Minn. District Closes 16 Portable Classrooms
Officials in Forest Lake, Minn., thought they had solved their classroom crunch, at least temporarily, by adding portable classrooms to accommodate the district's growing enrollment.
But the discovery this fall of potentially dangerous defects in the construction and installation of 16 prefabricated structures has put the squeeze back on.
Since the portables were declared off-limits, roughly 250 students have been jammed into band rooms, computer labs, and "wherever we can find space for more than an hour at a time," said Don Ruble, the superintendent of the 8,000-student district about 25 miles north of Minneapolis.
"I'm as frustrated as anybody," he added. "We have got to find a place for the kids."
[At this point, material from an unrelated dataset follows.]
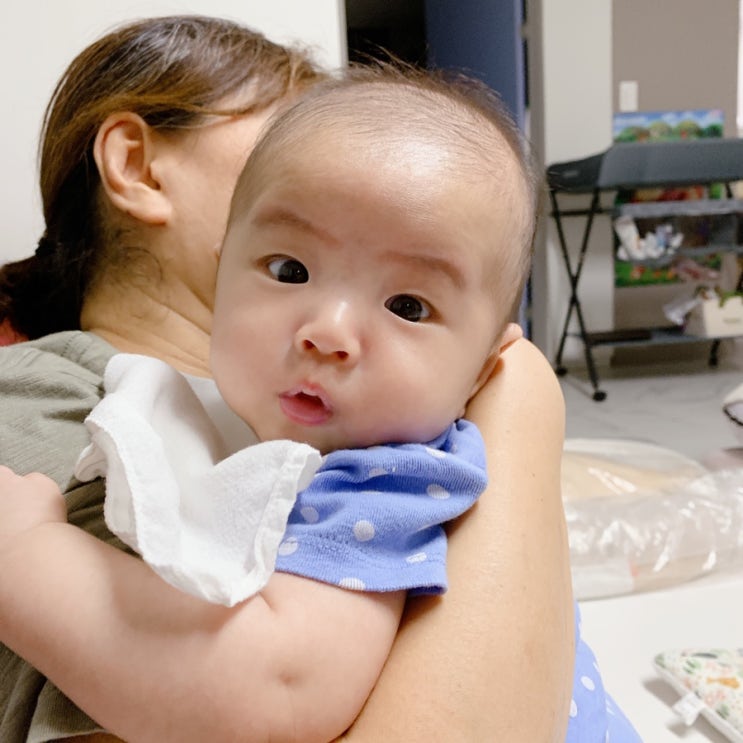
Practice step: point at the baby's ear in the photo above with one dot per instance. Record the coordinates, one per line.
(510, 335)
(124, 151)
Several of the portable classrooms were manufactured by Arrow Mobile Structures Inc. of Elkhart, Ind. Officials there could not be reached for comment.
Minnesota officials said last week that no other problems had been reported with portable classrooms elsewhere in the state, and officials in other states said such defects were rare.
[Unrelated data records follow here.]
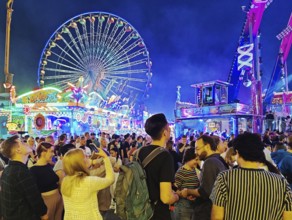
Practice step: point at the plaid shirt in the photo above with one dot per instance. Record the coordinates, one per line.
(20, 196)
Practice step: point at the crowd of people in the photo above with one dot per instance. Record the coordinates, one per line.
(195, 178)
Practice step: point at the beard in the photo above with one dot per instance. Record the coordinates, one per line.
(203, 155)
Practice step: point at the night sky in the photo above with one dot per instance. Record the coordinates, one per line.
(189, 41)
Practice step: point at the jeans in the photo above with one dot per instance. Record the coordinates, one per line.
(184, 210)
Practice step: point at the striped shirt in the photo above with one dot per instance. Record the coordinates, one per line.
(186, 179)
(252, 194)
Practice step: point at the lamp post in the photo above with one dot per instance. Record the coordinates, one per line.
(8, 76)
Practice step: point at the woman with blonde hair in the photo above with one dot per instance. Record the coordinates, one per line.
(79, 190)
(48, 181)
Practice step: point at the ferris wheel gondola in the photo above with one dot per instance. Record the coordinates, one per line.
(105, 50)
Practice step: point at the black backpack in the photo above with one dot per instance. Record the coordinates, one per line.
(131, 193)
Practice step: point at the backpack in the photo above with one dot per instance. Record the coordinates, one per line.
(131, 193)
Like many other districts, Forest Lake resorted to portable classrooms when local voters failed to pass bond referendums for school construction.
Last month, the district's building official, Tom Borchardt, discovered structural defects in the portable classrooms at Forest View Elementary School. The problems ranged from improper insulation to weak ceiling connections that were fixed with staples instead of screws.
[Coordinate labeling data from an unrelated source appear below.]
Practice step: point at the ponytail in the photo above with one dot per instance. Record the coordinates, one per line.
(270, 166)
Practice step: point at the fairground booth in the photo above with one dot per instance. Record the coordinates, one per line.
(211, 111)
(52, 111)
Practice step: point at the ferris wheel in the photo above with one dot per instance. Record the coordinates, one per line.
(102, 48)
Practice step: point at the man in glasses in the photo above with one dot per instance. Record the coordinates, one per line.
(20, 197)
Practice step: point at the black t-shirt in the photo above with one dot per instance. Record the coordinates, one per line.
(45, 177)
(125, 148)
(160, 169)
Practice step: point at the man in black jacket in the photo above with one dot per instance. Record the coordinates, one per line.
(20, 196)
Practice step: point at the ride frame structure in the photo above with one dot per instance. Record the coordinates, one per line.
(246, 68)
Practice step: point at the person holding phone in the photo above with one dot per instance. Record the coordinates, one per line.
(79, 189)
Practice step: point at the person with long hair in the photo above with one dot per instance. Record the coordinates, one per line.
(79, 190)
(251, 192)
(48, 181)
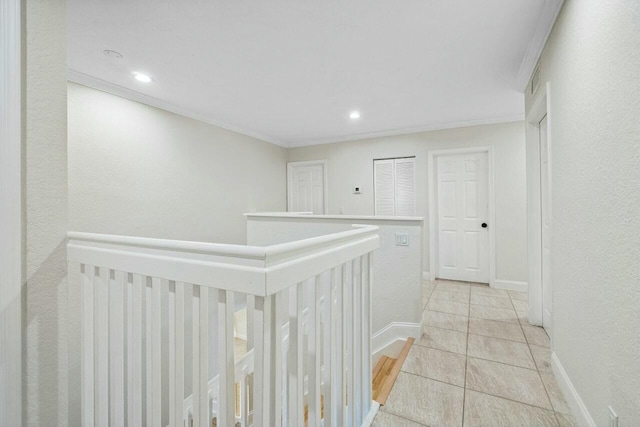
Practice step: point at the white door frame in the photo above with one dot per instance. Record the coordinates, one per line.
(325, 184)
(539, 108)
(433, 220)
(11, 214)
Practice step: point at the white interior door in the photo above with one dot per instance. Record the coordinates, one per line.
(463, 214)
(545, 208)
(307, 187)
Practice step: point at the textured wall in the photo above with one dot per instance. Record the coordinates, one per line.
(45, 213)
(137, 170)
(351, 164)
(592, 62)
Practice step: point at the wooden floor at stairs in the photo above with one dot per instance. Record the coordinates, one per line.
(384, 376)
(386, 372)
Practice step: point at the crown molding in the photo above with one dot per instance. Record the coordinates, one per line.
(548, 17)
(406, 131)
(104, 86)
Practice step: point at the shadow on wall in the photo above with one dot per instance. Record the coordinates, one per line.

Under a heavy load of Minnesota snow, Mr. Borchardt said, the ceiling beams could have collapsed.
District officials then decided to shut down the portable classrooms in a second elementary school because the structures there were also manufactured by Arrow.
More recently, the Forest Lake City Council voted to have students vacate portable classrooms at a district junior high school that were manufactured by a different company after Mr. Borchardt reported that they too had defects, including inadequate insulation and walls that had not been fireproofed.
In each instance, Mr. Borchardt said, the problems with the portables resulted from a combination of manufacturing defects and the improper setup and installation of the portables on school sites.
In a report to GE Capital Modular Space, the national contracting company hired to outfit the district with its portables, Mr. Borchardt recommended that some of the portables be repaired, and others replaced entirely.
A spokeswoman for the Malvern, Pa.-based contractor said the problems occurred because the manufacturers of the portable structures deviated from design specifications.
The errors were not caught by the private, third-party inspectors who are responsible for ensuring that the classrooms meet Minnesota state building codes, said Paula Johnston, the spokeswoman.
"This is a highly unusual circumstance," she added. "Usually, if there are any structural problems, they are caught by the third-party inspector."
Meanwhile, district officials are working with GE Capital Modular to have the portables fixed or replaced as quickly as possible, said Dennis Sullivan, the district's director of business affairs.
"It'll be several weeks, at least," he said last week, before students can return to them. "We just want the portables we contracted for in place."
Following the closure of Forest Lake's portables, state building officials have begun to reinspect some portables in other districts, said Steven Hernick, a supervisor in the building codes and standards division of the Minnesota Department of Administration. As of last week, no other portable classrooms were determined to be unfit for occupancy.
In California, where more than 25,000 portable classrooms are currently in use, structural problems are rarely, if ever, a problem, said Henry Heydt, the assistant director for the school facilities planning division of the state education department.
Mr. Heydt said the state's construction standards for its portables are unusually stringent because of requirements that the classrooms must be able to withstand earthquakes.
Portable classrooms range in price from about $35,000 to $60,000, depending on the features of each unit, Mr. Heydt said. Generally, he added, the construction in even the least-expensive models is solid.
Officials in the Orange County, Fla., school system were forced to replace rotting, moldy floors in many of the district's modular classrooms last year because the structures were designed and installed with moisture-trapping dirt berms packed underneath and around them. ("Resignation Follows Portable-Classroom Flap," Nov. 27, 1996.)
But Brewser Brown, a spokesman for the Florida Department of Education, said the district's problems with its portables were unusual.
"If you install them the right way and integrate them properly into the school, it's not going to be a problem," he said.
But Mr. Ruble, the Forest Lake superintendent, says his district's problems reinforce the view that portables are not the same as new school buildings.
"Portable classrooms are not bricks and mortar," he said. "They are a temporary solution."